Sandoz’s entrance into the stock market on Wednesday faced a chillier reception than expected. The biosimilar and generic drugmaker, which recently parted ways from Swiss healthcare behemoth Novartis, began trading at a valuation of 10.3 billion Swiss francs ($11.2 billion). This valuation disappointed many, especially considering that analysts had predicted figures ranging anywhere from $11 billion to a lofty $26 billion.
Pre-market predictions had set high expectations. Deutsche Bank, for instance, estimated Sandoz’s worth to be between $11-13 billion. Berenberg Bank gave an even more optimistic forecast, pegging it between $17-26 billion, while Jefferies expected an equity value ranging from $12.3-16.2 billion. Interestingly, despite this tepid debut, Sandoz has been crowned the most significant newcomer to the Swiss stock exchange since 2019. This title was previously held by Alcon, another Novartis offshoot, which had secured a valuation close to 28 billion francs during its debut.
September had seen investors flocking to new listings, marking it as one of the most active months for public debuts in the US and Europe since the onset of 2022. Notable listings include Schott Pharma on the Frankfurt stock exchange and other significant European entries such as ThyssenKrupp Nucera and Hidrolectrica in their respective nations. However, the overall stock market mood has been subdued in recent times. Market dynamics suggest a trend of receding stock values as bond yields climb, pointing to an era of high-interest rates that might persist.
On its debut day, Sandoz’s shares opened at 24 francs apiece. These shares, which also began trading as American depositary receipts, witnessed a dip, settling at 23.18 francs by midday. In light of the spin-off, Novartis investors were granted a single Sandoz share for every five shares of Novartis they possessed. The ripple effect of this transaction caused Novartis shares to enjoy a 2.7% uptick.

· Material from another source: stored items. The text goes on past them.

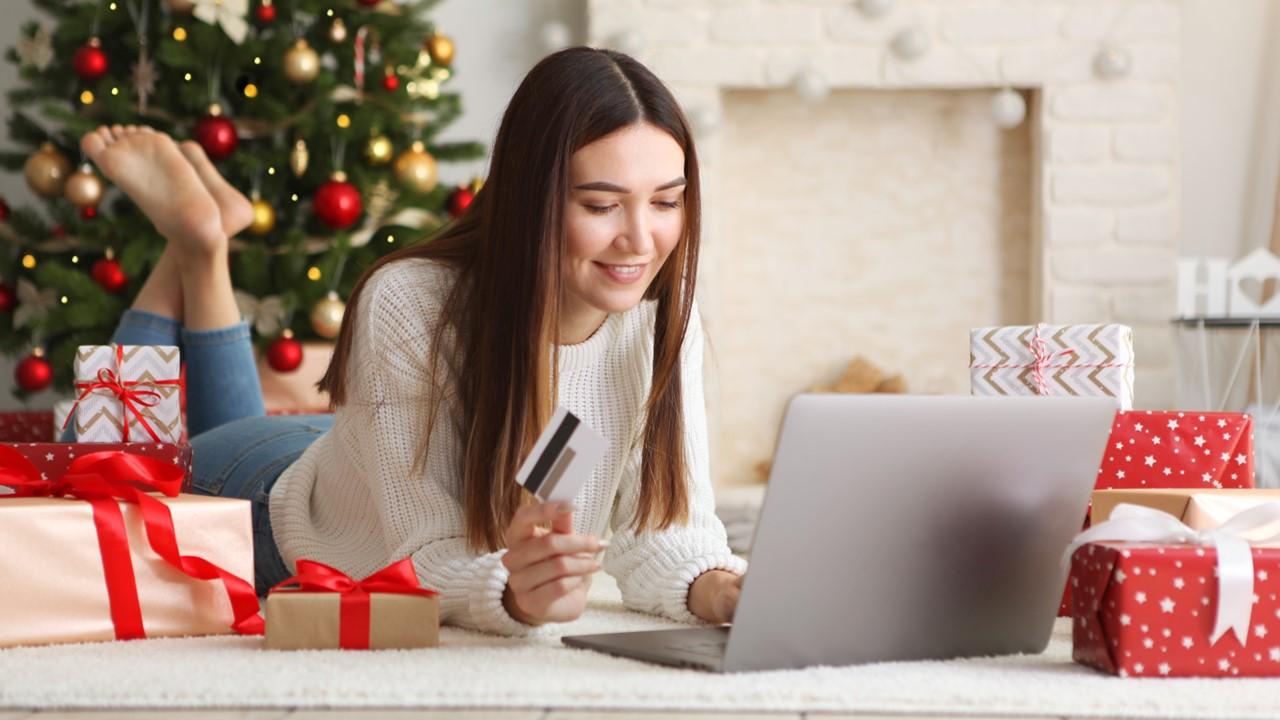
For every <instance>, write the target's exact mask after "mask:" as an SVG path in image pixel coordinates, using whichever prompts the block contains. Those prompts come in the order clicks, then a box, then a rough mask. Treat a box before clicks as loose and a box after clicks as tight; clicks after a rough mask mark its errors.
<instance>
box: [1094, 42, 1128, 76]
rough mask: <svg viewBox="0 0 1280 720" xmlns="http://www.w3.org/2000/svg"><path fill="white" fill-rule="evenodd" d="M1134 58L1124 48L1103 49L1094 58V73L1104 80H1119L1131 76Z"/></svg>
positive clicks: (1094, 56)
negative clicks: (1103, 79)
mask: <svg viewBox="0 0 1280 720" xmlns="http://www.w3.org/2000/svg"><path fill="white" fill-rule="evenodd" d="M1132 67H1133V56H1130V55H1129V51H1128V50H1125V49H1124V47H1102V49H1100V50H1098V53H1097V55H1094V56H1093V73H1094V74H1096V76H1098V77H1100V78H1102V79H1117V78H1123V77H1124V76H1126V74H1129V69H1130V68H1132Z"/></svg>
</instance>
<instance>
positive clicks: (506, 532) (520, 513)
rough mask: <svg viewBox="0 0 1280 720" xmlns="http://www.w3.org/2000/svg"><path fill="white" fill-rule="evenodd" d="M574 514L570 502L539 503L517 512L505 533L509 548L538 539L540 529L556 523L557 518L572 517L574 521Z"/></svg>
mask: <svg viewBox="0 0 1280 720" xmlns="http://www.w3.org/2000/svg"><path fill="white" fill-rule="evenodd" d="M572 512H573V505H572V503H570V502H539V503H538V505H526V506H524V507H521V509H518V510H516V514H515V515H513V516H512V518H511V524H508V525H507V532H506V533H504V536H506V541H507V547H513V546H516V544H518V543H520V542H524V541H526V539H531V538H535V537H538V527H539V525H541V524H545V523H554V521H556V519H557V516H563V515H570V516H571V519H572Z"/></svg>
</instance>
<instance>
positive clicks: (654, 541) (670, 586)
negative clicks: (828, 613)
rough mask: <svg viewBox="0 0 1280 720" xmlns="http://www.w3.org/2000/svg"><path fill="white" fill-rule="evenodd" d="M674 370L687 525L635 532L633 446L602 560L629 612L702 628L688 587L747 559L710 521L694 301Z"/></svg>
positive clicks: (745, 564) (721, 529) (635, 462)
mask: <svg viewBox="0 0 1280 720" xmlns="http://www.w3.org/2000/svg"><path fill="white" fill-rule="evenodd" d="M680 372H681V377H680V380H681V388H682V396H684V397H682V401H684V414H685V457H686V461H687V468H689V523H687V524H685V525H672V527H669V528H667V529H666V530H657V532H655V530H645V532H640V533H636V532H635V530H634V520H635V516H636V510H637V506H639V501H640V450H639V448H634V450H632V452H631V456H630V459H628V461H627V462H626V465H625V468H623V470H622V477H621V482H620V484H618V495H617V503H616V507H614V511H613V516H612V519H611V527H612V529H613V539H612V542H611V544H609V548H608V550H607V551H605V555H604V570H605V571H607V573H609V574H611V575H613V577H614V578H616V579H617V582H618V589H620V591H621V592H622V601H623V603H625V605H626V606H627V607H630V609H632V610H639V611H643V612H650V614H655V615H666V616H668V618H672V619H676V620H681V621H685V623H700V621H701V620H700V619H699V618H698V616H696V615H694V614H692V612H690V611H689V605H687V603H689V587H690V584H691V583H692V582H694V580H695V579H696V578H698V577H699V575H701V574H703V573H705V571H708V570H714V569H721V570H728V571H731V573H737V574H742V573H745V571H746V561H744V560H742V559H741V557H737V556H735V555H733V553H732V552H731V551H730V548H728V541H727V537H726V533H724V525H723V523H721V520H719V518H717V516H716V497H714V495H713V492H712V480H710V469H709V462H708V446H707V407H705V405H704V400H703V329H701V318H700V316H699V314H698V305H696V304H695V305H694V310H692V313H691V315H690V322H689V331H687V332H686V334H685V345H684V347H682V350H681V370H680Z"/></svg>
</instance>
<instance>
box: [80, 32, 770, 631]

Novartis’s CEO, Vas Narasimhan, vocalized his optimism for Sandoz’s journey ahead, highlighting its robust foothold in the generics and biosimilars domain. He emphasized the brand’s forward-focused agenda, particularly in the realm of biosimilars – more affordable iterations of complex biotech medications whose patents have expired. Richard Saynor, Sandoz’s CEO, further echoed this sentiment, hinting at the company’s ambitious plans to roll out five additional biologic drugs. However, Sandoz isn’t alone in its pursuits. Heavyweights like Amgen, Fresenius, Organon, and Teva are already making strides in the biosimilars marketplace, making the race for dominance even more intense.